C-Trace: An Open-Source RISC-V Trace Encoder and its Ecosystem
2026-06-10 , Poster Island B

Embedded tracing is essential for validating reliability, optimizing performance, and debugging complex embedded software. Despite rapid innovation in the RISC-V ecosystem, open and interoperable trace solutions have remained limited. C-Trace, developed in the context of the European TRISTAN project , addresses this gap with an open-source trace encoder and an extensible ecosystem approach. C-Trace introduces a modular trace-encoder architecture designed for efficient, continuous “live” observation.
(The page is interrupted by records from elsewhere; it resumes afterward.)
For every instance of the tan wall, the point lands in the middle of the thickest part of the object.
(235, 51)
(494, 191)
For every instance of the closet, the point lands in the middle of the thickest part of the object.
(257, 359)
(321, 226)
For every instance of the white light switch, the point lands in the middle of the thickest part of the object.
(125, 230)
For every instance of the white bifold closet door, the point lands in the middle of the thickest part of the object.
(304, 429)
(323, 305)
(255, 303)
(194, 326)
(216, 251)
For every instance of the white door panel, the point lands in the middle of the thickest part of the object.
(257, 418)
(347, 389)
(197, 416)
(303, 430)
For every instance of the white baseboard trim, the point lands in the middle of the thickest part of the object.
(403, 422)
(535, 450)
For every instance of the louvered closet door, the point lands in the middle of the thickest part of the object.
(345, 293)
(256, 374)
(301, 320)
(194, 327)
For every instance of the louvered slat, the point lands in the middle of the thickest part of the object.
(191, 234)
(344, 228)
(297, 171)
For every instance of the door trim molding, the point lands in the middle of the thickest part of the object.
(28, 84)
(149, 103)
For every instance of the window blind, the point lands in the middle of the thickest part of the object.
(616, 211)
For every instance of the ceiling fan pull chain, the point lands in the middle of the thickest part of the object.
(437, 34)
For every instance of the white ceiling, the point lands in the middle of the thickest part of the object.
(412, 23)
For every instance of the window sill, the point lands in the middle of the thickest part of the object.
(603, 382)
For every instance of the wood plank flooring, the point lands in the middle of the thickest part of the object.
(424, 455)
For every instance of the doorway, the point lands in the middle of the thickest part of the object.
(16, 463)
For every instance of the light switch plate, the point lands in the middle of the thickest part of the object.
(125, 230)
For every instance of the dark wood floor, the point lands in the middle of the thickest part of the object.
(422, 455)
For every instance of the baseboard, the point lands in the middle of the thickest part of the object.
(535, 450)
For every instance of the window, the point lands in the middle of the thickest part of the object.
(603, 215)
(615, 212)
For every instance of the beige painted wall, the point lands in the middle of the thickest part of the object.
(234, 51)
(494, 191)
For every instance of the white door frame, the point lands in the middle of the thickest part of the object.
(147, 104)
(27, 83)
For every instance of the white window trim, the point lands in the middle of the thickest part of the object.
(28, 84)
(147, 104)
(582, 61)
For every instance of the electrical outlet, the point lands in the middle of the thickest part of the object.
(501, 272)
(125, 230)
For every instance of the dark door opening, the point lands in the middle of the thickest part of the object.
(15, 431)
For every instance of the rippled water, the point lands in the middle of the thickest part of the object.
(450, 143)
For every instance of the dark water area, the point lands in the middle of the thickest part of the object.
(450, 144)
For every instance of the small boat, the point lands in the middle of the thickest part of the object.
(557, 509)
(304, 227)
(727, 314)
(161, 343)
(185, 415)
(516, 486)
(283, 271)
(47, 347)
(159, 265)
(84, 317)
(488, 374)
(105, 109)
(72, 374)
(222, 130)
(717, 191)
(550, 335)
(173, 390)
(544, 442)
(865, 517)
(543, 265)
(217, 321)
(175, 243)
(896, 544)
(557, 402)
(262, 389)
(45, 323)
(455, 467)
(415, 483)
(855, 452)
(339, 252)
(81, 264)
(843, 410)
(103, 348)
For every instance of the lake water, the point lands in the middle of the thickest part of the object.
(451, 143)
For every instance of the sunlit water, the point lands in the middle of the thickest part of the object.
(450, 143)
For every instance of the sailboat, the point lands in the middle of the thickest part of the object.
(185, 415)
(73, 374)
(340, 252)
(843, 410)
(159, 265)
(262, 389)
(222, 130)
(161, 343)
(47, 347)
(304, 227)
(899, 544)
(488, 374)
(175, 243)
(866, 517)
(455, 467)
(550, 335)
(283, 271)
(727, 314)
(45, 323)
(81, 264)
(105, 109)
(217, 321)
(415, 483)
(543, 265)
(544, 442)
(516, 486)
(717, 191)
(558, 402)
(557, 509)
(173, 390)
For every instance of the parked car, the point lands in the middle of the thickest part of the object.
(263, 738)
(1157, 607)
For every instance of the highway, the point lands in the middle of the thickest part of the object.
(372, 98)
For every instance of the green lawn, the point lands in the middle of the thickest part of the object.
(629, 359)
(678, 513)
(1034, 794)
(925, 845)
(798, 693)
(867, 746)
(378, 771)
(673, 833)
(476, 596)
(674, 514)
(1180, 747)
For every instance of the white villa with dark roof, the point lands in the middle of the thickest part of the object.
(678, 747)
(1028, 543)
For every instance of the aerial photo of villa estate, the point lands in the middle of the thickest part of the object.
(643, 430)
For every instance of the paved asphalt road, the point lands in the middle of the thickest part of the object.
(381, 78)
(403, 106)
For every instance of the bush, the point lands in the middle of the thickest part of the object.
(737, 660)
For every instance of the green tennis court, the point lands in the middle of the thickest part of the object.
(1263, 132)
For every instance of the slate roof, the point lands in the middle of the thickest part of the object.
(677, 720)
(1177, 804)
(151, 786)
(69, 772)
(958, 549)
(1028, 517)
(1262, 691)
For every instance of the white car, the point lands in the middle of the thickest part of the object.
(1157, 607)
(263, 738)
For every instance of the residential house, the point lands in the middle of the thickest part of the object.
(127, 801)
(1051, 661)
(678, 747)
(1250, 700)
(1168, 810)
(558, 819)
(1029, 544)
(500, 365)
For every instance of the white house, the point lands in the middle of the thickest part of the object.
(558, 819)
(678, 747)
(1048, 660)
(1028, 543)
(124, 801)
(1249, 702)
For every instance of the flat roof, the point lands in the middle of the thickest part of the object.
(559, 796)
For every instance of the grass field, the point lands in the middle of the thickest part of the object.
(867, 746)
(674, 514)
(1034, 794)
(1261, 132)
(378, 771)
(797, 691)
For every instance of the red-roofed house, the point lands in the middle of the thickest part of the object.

Beyond standard program-flow tracing, it supports hardware-assisted instrumentation that can automatically emit trace messages on access to selected control/status registers (CSRs) or on configurable watchpoints. This enables trace streams that carry richer runtime context (e.g., program counter, timestamps, direct data, and selected performance counters) and can support application use cases such as worst-case execution time (WCET) estimation, timing optimization, test-case prioritization, and integration-level coverage measurement. In addition to off-chip export, C-Trace can forward trace-triggered events internally to an on-chip CPU, enabling watchdog, runtime verification, or control-flow integrity (CFI) checking functionality. Finally, C-Trace is provided under a dual-licensing model (CERN-OHL-S and a non-copyleft commercial option) to balance open collaboration with industrial IP needs.
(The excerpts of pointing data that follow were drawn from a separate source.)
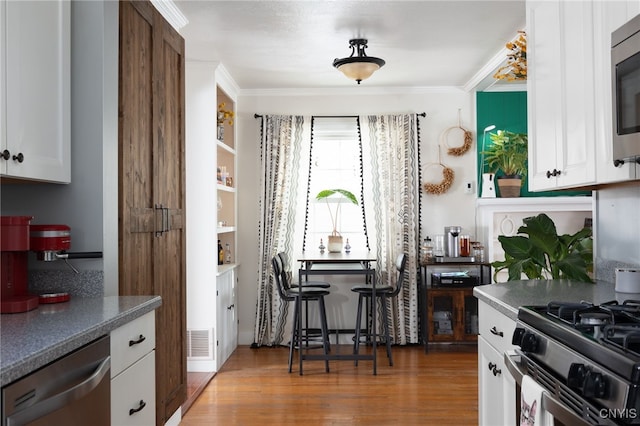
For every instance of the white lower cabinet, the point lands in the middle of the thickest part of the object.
(133, 396)
(133, 386)
(227, 319)
(496, 387)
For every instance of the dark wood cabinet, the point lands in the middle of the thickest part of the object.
(452, 315)
(151, 210)
(449, 312)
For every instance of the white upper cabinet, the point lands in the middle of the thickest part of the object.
(560, 83)
(611, 15)
(35, 74)
(569, 93)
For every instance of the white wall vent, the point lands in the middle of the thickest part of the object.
(199, 344)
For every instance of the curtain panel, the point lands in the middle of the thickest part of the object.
(391, 159)
(284, 154)
(391, 190)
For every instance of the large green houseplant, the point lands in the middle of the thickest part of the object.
(508, 153)
(334, 241)
(540, 253)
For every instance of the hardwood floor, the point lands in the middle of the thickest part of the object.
(439, 387)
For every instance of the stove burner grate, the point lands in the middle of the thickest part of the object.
(625, 337)
(566, 310)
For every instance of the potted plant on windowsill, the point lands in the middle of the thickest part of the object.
(508, 153)
(334, 241)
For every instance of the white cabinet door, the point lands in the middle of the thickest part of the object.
(37, 81)
(491, 370)
(133, 372)
(227, 321)
(496, 387)
(133, 397)
(560, 95)
(609, 17)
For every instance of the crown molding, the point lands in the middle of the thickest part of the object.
(347, 91)
(171, 13)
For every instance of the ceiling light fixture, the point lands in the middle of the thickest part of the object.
(358, 67)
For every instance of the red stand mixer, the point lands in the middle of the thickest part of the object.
(14, 245)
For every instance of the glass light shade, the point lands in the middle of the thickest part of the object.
(359, 70)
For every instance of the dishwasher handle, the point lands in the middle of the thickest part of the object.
(63, 398)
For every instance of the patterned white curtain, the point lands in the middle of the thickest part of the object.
(391, 192)
(284, 158)
(390, 156)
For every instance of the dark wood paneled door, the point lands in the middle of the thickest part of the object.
(152, 186)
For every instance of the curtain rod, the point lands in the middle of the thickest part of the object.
(421, 114)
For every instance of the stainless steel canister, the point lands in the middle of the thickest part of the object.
(452, 241)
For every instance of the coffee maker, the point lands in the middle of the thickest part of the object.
(14, 246)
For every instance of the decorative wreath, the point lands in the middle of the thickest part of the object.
(458, 150)
(444, 185)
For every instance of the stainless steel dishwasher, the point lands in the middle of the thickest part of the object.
(74, 390)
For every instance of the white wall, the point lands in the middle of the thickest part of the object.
(441, 106)
(617, 229)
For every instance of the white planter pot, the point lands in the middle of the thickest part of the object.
(334, 244)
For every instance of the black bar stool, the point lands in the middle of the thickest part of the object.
(383, 292)
(297, 295)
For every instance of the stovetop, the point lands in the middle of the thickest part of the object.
(608, 334)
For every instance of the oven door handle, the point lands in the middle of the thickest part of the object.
(549, 403)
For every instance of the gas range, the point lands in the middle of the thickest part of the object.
(587, 355)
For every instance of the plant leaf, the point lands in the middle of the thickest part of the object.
(542, 232)
(517, 247)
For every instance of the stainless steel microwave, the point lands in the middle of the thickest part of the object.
(625, 76)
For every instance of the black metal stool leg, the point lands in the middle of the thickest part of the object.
(325, 331)
(385, 321)
(295, 339)
(356, 339)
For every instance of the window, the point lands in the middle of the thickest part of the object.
(336, 163)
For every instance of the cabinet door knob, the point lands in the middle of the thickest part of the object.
(137, 341)
(141, 405)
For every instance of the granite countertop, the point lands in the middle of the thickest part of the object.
(509, 296)
(33, 339)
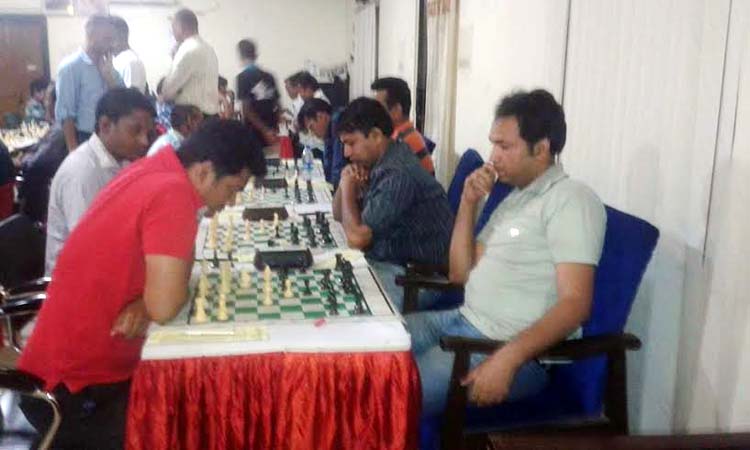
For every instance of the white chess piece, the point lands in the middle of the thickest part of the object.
(200, 310)
(222, 315)
(245, 279)
(288, 289)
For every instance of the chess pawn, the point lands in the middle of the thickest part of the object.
(288, 288)
(245, 279)
(267, 300)
(200, 310)
(203, 285)
(222, 314)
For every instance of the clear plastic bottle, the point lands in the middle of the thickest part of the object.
(307, 163)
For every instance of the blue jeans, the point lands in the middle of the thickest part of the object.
(435, 365)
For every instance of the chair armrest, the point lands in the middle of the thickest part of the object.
(23, 304)
(427, 269)
(436, 282)
(19, 381)
(570, 349)
(40, 284)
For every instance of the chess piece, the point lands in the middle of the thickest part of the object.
(288, 288)
(203, 285)
(226, 278)
(200, 310)
(307, 290)
(222, 314)
(245, 279)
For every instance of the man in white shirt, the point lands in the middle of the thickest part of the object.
(195, 67)
(124, 119)
(126, 62)
(310, 88)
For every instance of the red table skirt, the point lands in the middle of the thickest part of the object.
(276, 401)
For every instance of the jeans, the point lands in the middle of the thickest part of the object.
(435, 365)
(386, 273)
(92, 419)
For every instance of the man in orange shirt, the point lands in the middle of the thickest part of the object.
(395, 95)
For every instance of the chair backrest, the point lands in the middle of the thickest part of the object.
(629, 243)
(21, 250)
(469, 162)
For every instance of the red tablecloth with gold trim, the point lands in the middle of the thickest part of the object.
(305, 401)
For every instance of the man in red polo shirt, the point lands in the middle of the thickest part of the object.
(127, 262)
(394, 94)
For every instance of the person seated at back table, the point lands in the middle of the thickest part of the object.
(390, 208)
(394, 94)
(127, 263)
(317, 117)
(124, 120)
(529, 275)
(184, 119)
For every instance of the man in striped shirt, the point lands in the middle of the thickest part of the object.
(394, 94)
(390, 208)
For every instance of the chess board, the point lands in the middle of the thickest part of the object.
(294, 193)
(248, 237)
(311, 294)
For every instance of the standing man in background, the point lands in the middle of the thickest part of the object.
(126, 61)
(83, 78)
(195, 67)
(257, 91)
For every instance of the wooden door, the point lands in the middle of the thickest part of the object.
(23, 58)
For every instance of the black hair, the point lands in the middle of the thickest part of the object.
(397, 93)
(539, 116)
(181, 113)
(306, 80)
(39, 84)
(228, 144)
(120, 26)
(97, 20)
(310, 110)
(120, 102)
(247, 49)
(187, 19)
(293, 79)
(364, 114)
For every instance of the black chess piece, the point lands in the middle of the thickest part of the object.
(307, 290)
(339, 260)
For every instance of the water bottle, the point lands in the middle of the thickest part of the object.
(307, 163)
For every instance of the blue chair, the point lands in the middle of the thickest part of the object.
(418, 277)
(588, 390)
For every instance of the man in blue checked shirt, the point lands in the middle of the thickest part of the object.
(82, 79)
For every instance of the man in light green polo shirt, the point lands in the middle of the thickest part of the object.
(529, 274)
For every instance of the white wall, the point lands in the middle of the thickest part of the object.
(398, 43)
(646, 90)
(642, 95)
(287, 33)
(504, 45)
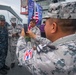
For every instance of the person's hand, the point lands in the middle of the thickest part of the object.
(22, 32)
(13, 35)
(31, 34)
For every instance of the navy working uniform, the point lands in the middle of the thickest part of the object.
(57, 58)
(13, 30)
(3, 44)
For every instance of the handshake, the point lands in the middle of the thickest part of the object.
(15, 35)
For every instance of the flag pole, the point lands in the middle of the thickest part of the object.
(34, 8)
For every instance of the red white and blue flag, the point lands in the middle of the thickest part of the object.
(34, 12)
(28, 54)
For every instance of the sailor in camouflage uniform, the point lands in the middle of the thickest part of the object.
(59, 56)
(14, 31)
(34, 29)
(3, 45)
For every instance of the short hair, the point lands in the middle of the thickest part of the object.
(44, 22)
(33, 20)
(66, 25)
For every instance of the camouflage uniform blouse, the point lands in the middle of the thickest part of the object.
(57, 58)
(3, 45)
Simon Wegener completed his Master’s degree in computer science at the University of Saarland. He joined AbsInt in 2011, specializing in static analysis of binary code. Since then, he has contributed to a multitude of German and European research projects and authored or co-authored a number of peer-reviewed publications on timing analysis for safety-critical embedded systems. As part of TRISTAN, and together with five project partners, he worked on a tracing ecosystem for RISC-V.